The report described the mouth as a mirror of health and disease occurring in the rest of the body, in part because a thorough oral examination can detect signs of numerous general health problems, such as nutritional deficiencies and systemic diseases, including microbial infections, immune disorders, injuries, and some cancers (HHS, 2000b).
Finally, the chapter concludes with a discussion of basic health literacy issues (including oral health literacy), especially how they affect the ability of individuals, communities, and practitioners to improve oral health status. THE LINK BETWEEN ORAL HEALTH AND OVERALL HEALTH For people suffering from dental, oral, or craniofacial pain, the link between oral health and general well-being is beyond dispute.
However, for policy makers, payers, and health care professionals, a chasm dividing the two has developed over time and continues to exist today.
In effect, the oral health care field has remained separated from general health care (e.g., medicine, pharmacy, nursing, allied health professions).
Recently, however, researchers and others have placed a greater emphasis on establishing and clarifying the oral-systemic linkages.

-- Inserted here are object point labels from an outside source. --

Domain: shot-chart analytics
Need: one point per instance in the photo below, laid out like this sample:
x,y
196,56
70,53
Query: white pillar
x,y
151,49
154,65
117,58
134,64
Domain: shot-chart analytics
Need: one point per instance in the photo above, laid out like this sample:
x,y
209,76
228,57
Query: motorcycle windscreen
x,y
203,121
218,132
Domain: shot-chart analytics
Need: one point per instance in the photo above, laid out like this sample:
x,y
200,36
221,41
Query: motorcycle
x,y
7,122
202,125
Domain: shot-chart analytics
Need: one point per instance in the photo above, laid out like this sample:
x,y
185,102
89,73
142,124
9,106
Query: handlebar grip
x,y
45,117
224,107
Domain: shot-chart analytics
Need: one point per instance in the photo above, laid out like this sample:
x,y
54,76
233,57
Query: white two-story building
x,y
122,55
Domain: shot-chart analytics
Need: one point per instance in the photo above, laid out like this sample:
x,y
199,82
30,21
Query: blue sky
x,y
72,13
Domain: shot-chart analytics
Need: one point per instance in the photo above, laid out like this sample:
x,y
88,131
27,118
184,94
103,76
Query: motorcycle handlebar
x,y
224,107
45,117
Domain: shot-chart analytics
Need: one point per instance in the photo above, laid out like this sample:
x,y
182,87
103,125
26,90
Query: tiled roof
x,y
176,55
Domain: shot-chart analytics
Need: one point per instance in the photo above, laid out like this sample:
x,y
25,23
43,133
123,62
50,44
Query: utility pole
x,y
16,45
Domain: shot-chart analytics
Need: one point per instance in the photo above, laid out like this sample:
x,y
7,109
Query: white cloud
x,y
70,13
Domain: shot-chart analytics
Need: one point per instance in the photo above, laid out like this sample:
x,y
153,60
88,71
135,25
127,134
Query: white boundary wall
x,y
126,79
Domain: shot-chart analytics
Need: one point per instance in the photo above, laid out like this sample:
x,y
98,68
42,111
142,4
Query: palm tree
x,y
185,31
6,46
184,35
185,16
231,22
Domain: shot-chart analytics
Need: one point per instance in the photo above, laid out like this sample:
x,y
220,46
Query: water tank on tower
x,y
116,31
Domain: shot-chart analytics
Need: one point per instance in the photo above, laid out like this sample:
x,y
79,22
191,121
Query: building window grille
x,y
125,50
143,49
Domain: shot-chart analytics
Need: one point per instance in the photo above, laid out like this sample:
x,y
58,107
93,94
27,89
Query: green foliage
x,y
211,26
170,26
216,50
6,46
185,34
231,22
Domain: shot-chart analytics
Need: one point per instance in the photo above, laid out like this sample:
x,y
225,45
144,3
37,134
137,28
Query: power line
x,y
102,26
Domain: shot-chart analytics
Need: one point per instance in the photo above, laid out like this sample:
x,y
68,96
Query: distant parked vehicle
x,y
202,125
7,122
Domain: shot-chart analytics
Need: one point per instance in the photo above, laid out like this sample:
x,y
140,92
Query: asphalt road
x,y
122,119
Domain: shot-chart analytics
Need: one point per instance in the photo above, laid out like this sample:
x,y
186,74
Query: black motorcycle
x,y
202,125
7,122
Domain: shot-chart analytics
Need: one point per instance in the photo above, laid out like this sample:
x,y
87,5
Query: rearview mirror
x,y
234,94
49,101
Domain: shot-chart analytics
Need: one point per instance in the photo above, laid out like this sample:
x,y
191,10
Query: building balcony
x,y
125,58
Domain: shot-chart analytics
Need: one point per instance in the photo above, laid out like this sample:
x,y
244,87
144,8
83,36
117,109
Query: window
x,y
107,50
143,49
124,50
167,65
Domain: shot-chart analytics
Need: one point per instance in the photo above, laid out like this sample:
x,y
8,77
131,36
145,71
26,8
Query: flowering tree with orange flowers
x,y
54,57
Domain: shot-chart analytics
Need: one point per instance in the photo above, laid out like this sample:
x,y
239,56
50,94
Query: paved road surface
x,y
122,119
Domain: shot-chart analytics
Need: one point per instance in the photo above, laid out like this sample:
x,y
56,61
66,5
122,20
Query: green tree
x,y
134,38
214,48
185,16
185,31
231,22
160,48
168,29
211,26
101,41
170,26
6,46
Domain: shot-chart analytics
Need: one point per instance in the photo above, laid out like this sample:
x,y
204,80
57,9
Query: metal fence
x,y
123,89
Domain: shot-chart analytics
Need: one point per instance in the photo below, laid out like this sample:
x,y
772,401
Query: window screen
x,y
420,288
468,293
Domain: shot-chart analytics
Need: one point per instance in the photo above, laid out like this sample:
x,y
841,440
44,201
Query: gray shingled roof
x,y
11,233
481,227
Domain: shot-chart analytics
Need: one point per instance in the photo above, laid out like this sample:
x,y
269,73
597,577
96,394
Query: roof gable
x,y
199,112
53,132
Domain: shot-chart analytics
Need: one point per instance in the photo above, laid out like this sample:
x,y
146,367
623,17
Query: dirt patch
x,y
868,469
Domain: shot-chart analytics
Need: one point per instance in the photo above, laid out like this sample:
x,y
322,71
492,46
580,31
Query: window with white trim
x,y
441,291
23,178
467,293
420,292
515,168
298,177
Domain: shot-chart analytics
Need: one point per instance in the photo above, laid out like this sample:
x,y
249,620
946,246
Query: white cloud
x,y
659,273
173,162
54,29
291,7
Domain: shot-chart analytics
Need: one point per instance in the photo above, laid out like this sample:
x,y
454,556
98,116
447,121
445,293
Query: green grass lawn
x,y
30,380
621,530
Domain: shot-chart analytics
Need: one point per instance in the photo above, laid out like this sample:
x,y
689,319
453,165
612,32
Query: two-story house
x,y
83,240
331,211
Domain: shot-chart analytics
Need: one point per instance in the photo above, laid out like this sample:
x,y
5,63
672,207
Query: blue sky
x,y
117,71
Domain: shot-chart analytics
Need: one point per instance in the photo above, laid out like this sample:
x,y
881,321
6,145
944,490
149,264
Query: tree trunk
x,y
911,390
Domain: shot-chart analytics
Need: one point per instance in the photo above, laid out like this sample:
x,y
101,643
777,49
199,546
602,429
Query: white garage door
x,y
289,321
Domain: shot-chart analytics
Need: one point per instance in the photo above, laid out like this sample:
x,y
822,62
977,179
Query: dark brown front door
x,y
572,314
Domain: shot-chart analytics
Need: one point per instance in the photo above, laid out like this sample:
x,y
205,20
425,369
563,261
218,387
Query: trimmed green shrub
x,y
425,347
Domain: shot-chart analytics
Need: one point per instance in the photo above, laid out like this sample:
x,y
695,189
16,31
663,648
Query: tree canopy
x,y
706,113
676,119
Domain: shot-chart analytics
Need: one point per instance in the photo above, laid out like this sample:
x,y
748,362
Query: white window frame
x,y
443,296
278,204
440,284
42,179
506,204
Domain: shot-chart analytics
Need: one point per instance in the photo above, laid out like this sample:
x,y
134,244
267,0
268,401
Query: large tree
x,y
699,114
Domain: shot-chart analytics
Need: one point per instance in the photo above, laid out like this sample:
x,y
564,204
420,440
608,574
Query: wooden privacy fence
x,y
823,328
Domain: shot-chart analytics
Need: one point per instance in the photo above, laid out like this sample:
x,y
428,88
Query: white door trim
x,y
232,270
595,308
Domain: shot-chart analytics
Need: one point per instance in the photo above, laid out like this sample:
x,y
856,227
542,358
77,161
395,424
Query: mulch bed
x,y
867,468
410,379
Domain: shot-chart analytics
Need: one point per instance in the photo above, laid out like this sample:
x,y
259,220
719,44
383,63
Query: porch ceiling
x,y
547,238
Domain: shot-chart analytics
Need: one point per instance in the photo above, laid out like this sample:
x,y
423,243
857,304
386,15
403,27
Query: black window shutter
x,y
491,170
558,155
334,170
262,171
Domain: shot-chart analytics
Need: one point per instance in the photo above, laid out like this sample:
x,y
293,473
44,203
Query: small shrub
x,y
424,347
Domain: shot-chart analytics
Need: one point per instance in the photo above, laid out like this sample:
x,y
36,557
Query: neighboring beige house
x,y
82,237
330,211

Oral cancer knowledge, risk factors and characteristics of subjects in a large oral cancer screening program.
The genetic patterning of development in utero further reveals the intimate relationship of the oral tissues to the developing brain and to the tissues of the face and head that surround the mouth, structures whose location is captured in the word craniofacial. of prescribed medications (Nabi et al., 2006; Uher et al., 2009; Weinberger et al., 2010).
Next, the overall health status of the American population is reviewed, and the oral health status and utilization patterns of various vulnerable and underserved populations are considered.
The chapter continues with the examination of preventive oral health interventions for many oral diseases. Department of Health and Human Services (HHS) in health literacy and prevention are discussed in Chapter 4.
Further, there is mounting evidence that oral health complications not only reflect general health conditions but also exacerbate them.
Infections that begin in the mouth can travel throughout the body.